TβRIII associates with both the clathrin-dependent and clathrin-independent endocytic pathways. A, cells transiently transfected with TβRIII and markers of the endocytic pathways, Rab9 and SARA, or endogenous clathrin, caveolin1, or flotillin were imaged using a Zeiss LSM 510 inverted confocal microscope. Confocal images are representative of three or more experiments. B, “% pixel overlap” was determined using the LSM Image Examiner. *, p ≤ 0.01, unpaired two-tailed t test between each pair of samples. C, immunofluorescence was performed on cells transiently expressing TβRIIIΔcyto and endogenous clathrin-HC, flotillin, and caveolin-1. Confocal images analyzed at 63× using a Zeiss LSM 510 inverted confocal microscope. Data are representative of three independent experiments.
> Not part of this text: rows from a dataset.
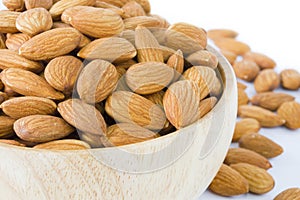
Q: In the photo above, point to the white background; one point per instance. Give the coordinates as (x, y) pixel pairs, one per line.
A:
(269, 27)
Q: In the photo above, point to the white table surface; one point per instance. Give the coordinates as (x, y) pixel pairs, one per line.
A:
(269, 27)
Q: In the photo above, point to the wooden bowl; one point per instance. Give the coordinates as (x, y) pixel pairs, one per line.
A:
(176, 166)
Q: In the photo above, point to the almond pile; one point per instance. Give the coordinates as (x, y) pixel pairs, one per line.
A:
(99, 73)
(245, 168)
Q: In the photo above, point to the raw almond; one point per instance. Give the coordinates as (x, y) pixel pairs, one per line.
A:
(265, 117)
(149, 77)
(263, 61)
(82, 116)
(290, 111)
(147, 46)
(229, 182)
(260, 144)
(41, 128)
(186, 37)
(260, 181)
(203, 58)
(267, 80)
(112, 49)
(62, 73)
(97, 81)
(24, 106)
(245, 126)
(241, 155)
(8, 21)
(129, 107)
(127, 133)
(177, 97)
(46, 46)
(29, 85)
(246, 70)
(6, 126)
(271, 100)
(67, 144)
(290, 79)
(11, 59)
(94, 22)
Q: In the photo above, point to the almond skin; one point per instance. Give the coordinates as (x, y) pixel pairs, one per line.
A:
(94, 22)
(265, 117)
(30, 84)
(229, 182)
(260, 144)
(260, 181)
(46, 46)
(290, 111)
(24, 106)
(241, 155)
(41, 128)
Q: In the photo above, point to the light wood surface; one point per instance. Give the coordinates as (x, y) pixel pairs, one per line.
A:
(177, 166)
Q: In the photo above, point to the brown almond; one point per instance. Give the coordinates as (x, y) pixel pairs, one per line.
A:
(229, 182)
(245, 126)
(149, 77)
(46, 46)
(41, 128)
(265, 117)
(30, 84)
(82, 116)
(111, 49)
(260, 181)
(267, 80)
(290, 111)
(271, 100)
(24, 106)
(94, 22)
(97, 80)
(241, 155)
(132, 108)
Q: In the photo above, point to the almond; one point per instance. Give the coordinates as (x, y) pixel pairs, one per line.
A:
(41, 128)
(8, 21)
(267, 80)
(260, 181)
(186, 37)
(271, 100)
(67, 144)
(6, 126)
(241, 155)
(112, 49)
(245, 126)
(178, 95)
(265, 117)
(246, 70)
(149, 77)
(260, 144)
(290, 79)
(34, 21)
(94, 22)
(132, 108)
(11, 59)
(147, 46)
(232, 45)
(290, 111)
(263, 61)
(24, 106)
(229, 182)
(127, 133)
(62, 73)
(29, 85)
(46, 46)
(203, 58)
(97, 80)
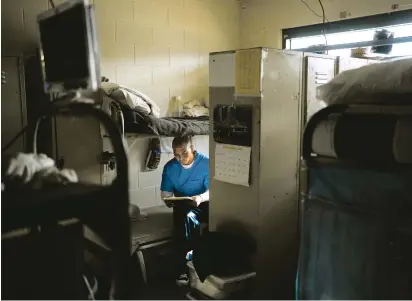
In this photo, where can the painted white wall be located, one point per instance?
(262, 21)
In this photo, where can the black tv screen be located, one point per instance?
(68, 45)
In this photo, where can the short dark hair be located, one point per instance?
(180, 141)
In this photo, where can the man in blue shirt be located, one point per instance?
(187, 175)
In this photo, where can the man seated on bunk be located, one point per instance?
(187, 175)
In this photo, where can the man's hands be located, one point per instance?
(197, 200)
(169, 204)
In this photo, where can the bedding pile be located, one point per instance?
(382, 82)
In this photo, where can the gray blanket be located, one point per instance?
(171, 127)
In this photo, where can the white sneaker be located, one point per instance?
(182, 280)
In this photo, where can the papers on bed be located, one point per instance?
(177, 198)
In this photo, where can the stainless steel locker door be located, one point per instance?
(320, 70)
(13, 108)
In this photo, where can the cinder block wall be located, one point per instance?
(159, 47)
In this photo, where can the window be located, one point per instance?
(304, 37)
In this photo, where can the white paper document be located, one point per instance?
(232, 164)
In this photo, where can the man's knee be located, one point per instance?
(192, 217)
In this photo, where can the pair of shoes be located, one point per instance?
(189, 255)
(182, 280)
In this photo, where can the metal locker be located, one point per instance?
(13, 105)
(320, 70)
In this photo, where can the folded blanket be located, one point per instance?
(131, 98)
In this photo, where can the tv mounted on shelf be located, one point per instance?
(68, 48)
The Cytoplasmic Domain of TβRIII Is Necessary for TβRIII Interaction with Flotillin and Clathrin—To further characterize the method(s) of TβRIII endocytosis and provide additional support for the confocal microscopy studies, we performed co-immunoprecipitation studies in COS7 cells overexpressing TβRIII-FL, TβRIIIΔgag, or TβRIIIΔcyto with endogenous components of the clathrin-dependent and clathrin-independent (lipid-raft) endocytic pathways, clathrin heavy chain, and flotillin, respectively. Both TβRIII-FL and TβRIIIΔgag co-immunoprecipitated endogenous clathrin and flotillin, further supporting an interaction of TβRIII with both the clathrin-dependent and clathrin-independent endocytic pathways (Fig. 5A). In contrast, there was a marked decrease in the ability of TβRIIIΔcyto to co-immunoprecipitate clathrin and flotillin when compared with TβRIII-FL and TβRIIIΔgag (Fig. 5A). These data suggest an additional possible mechanism for the essential role for the cytoplasmic domain of TβRIII in mediating TβRIII receptor endocytosis (Fig. 2).
FIGURE 5.
TβRIII associates with lipid raft domains. A, TβRIII constructs were overexpressed in COS7 cells, and TβRIII was immunoprecipitated (IP) and then blotted for endogenous clathrin and flotillin in the immunoprecipitates. B, HepG2 cells endogenously expressing TβRIII or COS7 cells adenovirally infected with either TβRIII-FL or TβRIIIΔgag were lysed and subjected to sucrose density fractionation. Fractions were analyzed by Western blot with antibodies to markers of the lipid-raft pathway, caveolin-1, flotillin-1, and the cholera toxin (CT) B subunit, to confirm lipid raft fractions and an antibody for clathrin-mediated endocytosis, clathrin-heavy chain. Results are representative of two independent experiments; asterisks (*) represent visible lipid raft fractions.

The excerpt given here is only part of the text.